Toronto Police Service Sgt. Jeffery Alderdice (BA, 1990) in Afghanistan, where he was working with the RCMP to provide training for Afghan police.

Jeffery Alderdice (BA, 1990) doesn’t call himself a hero. But he saved the life of an American army officer during a five-hour battle with the Taliban.

Alderdice, a sergeant with the Toronto Police Service, was serving a nine-month tour of duty in 2010 and 2011—part of an RCMP program to provide training for Afghan police. With his background as a detective, Alderdice was assigned to teach high-ranking officers crime-scene techniques and counter-terrorism measures. To be close to their headquarters, he was billeted with a U.S. Army unit. This turned out to be fortuitous.

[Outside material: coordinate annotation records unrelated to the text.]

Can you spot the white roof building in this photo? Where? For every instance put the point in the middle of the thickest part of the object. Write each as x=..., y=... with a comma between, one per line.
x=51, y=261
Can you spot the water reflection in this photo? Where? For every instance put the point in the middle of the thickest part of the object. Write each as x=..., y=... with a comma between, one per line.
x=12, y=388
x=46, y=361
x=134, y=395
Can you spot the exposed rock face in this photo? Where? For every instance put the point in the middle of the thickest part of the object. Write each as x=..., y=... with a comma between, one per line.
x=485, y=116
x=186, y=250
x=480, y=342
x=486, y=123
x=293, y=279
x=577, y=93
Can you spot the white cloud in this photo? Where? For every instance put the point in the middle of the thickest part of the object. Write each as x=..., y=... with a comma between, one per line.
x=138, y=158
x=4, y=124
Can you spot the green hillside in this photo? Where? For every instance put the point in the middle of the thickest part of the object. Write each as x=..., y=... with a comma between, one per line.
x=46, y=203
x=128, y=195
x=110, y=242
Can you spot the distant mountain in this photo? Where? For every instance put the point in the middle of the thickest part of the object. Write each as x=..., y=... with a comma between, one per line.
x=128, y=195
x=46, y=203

On Feb. 12, 2011, Alderdice and members of his unit were called to police headquarters in Kandahar City to help fend off a Taliban attack. One U.S. officer was alone, co-ordinating the American response.

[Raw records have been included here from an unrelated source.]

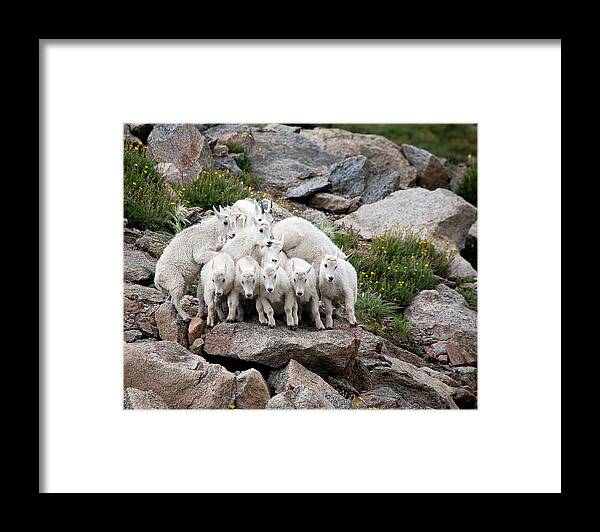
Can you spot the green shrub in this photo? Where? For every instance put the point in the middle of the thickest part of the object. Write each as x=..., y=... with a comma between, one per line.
x=213, y=188
x=391, y=269
x=346, y=240
x=400, y=329
x=398, y=265
x=372, y=307
x=468, y=188
x=454, y=142
x=147, y=197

“The enemy figured out where he was and began concentrating their fire,” said Alderdice.

He got permission to go to the officer’s aid, to engage the shooters and move the officer to safety. After a five-hour battle, Alderdice was soaked with the blood of the wounded he had tended.

Back in Canada, he was awarded a Canadian Medal of Bravery, presented by the Governor General at Rideau Hall. It was an honour the UTSC graduate in criminology and sociology had never imagined.

“It really was an incredible life experience,” he said of his tour in Afghanistan, “even the events forged in tragedy. It has made me a better leader, a better manager and a better person.”